Król Timodore był zaskoczony reakcją swojej Królowej. „Moja Królowo, zabijemy wszystkich tych wilkołaków z Ecleteonu, gdy tylko wejdą do naszego pałacu. Czy masz z nimi jakieś straszne doświadczenia?”

„Tak, ale nie chcę już więcej pamiętać tego koszmaru z nimi.” Ogień w oczach Królowej Asalei przytłaczał jej całe jestestwo.

„Cokolwiek to było, nie wydarzy się ponownie, teraz, gdy jesteś już moją żoną.” Król wstał z krzesła i objął Królową Asaleę od tyłu.

„A tak w ogóle Lea, to jest Toremo, mój siostrzeniec. Mam nadzieję, że go pamiętasz.” Król Timodore próbował rozjaśnić nastrój swojej żony.

Toremo uśmiechnął się do Królowej Asalei. „Witaj, Królowo Lea.”

„Cześć, Toremo, tak, doskonale pamiętam Toremo. Jak mogłabym zapomnieć? To on przyprowadził mnie na miejsce, gdzie doznałam największej niespodzianki w życiu.” Królowa Asalea śmiała się już na wspomnienie tego, co się wydarzyło.

Toremo i Król Timodore również wybuchnęli śmiechem. Król Timodore odetchnął z ulgą, gdy zobaczył, że jego żona się śmieje.

Po chwili Król Timodore powiedział: „Toremo, zawołaj Dreckosa, rozłożymy nasze plany i pułapki na wilkołaki z Ecleteonu w całym pałacu.”

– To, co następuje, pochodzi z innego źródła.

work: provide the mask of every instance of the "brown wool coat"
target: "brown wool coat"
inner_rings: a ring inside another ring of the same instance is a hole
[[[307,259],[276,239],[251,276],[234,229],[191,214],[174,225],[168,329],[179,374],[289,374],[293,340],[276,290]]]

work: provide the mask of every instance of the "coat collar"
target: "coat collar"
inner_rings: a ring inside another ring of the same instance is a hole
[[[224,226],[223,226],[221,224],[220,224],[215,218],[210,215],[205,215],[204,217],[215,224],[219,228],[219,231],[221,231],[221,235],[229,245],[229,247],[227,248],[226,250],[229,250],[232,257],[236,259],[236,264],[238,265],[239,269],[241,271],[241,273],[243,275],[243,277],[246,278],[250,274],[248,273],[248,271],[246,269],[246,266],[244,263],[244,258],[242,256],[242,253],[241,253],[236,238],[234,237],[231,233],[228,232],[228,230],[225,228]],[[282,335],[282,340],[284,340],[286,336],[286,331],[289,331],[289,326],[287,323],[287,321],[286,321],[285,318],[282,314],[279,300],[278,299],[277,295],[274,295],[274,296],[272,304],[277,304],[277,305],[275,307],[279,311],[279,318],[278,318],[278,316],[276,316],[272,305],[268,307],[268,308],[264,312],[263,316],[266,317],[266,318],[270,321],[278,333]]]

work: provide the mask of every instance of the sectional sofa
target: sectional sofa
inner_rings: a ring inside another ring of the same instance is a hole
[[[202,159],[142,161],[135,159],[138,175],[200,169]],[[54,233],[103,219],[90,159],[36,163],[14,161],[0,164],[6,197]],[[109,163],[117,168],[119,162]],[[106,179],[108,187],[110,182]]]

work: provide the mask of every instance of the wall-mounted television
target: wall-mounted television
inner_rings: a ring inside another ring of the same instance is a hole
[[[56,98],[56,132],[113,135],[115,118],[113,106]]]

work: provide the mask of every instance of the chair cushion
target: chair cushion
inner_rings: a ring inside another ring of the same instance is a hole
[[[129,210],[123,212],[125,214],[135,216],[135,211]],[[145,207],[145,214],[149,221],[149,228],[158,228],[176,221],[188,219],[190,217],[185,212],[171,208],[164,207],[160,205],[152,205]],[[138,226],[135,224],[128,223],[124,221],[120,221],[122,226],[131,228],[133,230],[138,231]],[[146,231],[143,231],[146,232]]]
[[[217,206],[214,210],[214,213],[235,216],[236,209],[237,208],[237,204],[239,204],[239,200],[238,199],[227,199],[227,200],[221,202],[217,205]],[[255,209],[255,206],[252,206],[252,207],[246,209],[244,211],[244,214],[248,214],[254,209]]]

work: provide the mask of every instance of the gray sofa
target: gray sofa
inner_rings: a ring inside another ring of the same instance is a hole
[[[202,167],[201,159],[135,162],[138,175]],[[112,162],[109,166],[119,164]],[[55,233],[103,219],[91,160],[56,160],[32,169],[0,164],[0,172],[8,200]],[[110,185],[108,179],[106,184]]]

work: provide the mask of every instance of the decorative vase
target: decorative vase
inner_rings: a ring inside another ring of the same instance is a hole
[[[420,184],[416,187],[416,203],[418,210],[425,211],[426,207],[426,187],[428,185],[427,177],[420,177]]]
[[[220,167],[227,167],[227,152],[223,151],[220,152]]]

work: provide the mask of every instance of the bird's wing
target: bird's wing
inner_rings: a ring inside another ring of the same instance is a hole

Gdy usłyszała słowa Króla Timodora, gniew Asalei na wilkołaki z Ecleteonu wzrósł; w jej umyśle chciała zmiażdżyć ich serca jak ziemniaki, zwłaszcza serce ich Króla Burkano, i ściąć mu głowę jak kurczakowi.

Bez wiedzy Asalei, jej umysł był otwarty bez żadnej osłony, co pozwoliło Królowi Timodorowi, który był obok niej, w pełni uchwycić jej myśli.

„Czuję twój gniew, moja żono, na wilkołaki z Ecleteonu. Jestem teraz naprawdę zdezorientowany. Dlaczego?” Król Timodore szepnął do prawego ucha swojej żony.

Królowa Asalea poczuła się nieswojo, patrząc na dociekliwe spojrzenie Króla Timodora. Jak mogłaby mu teraz powiedzieć prawdę? To jeszcze nie czas, aby on się dowiedział. Nie jest jeszcze gotowa.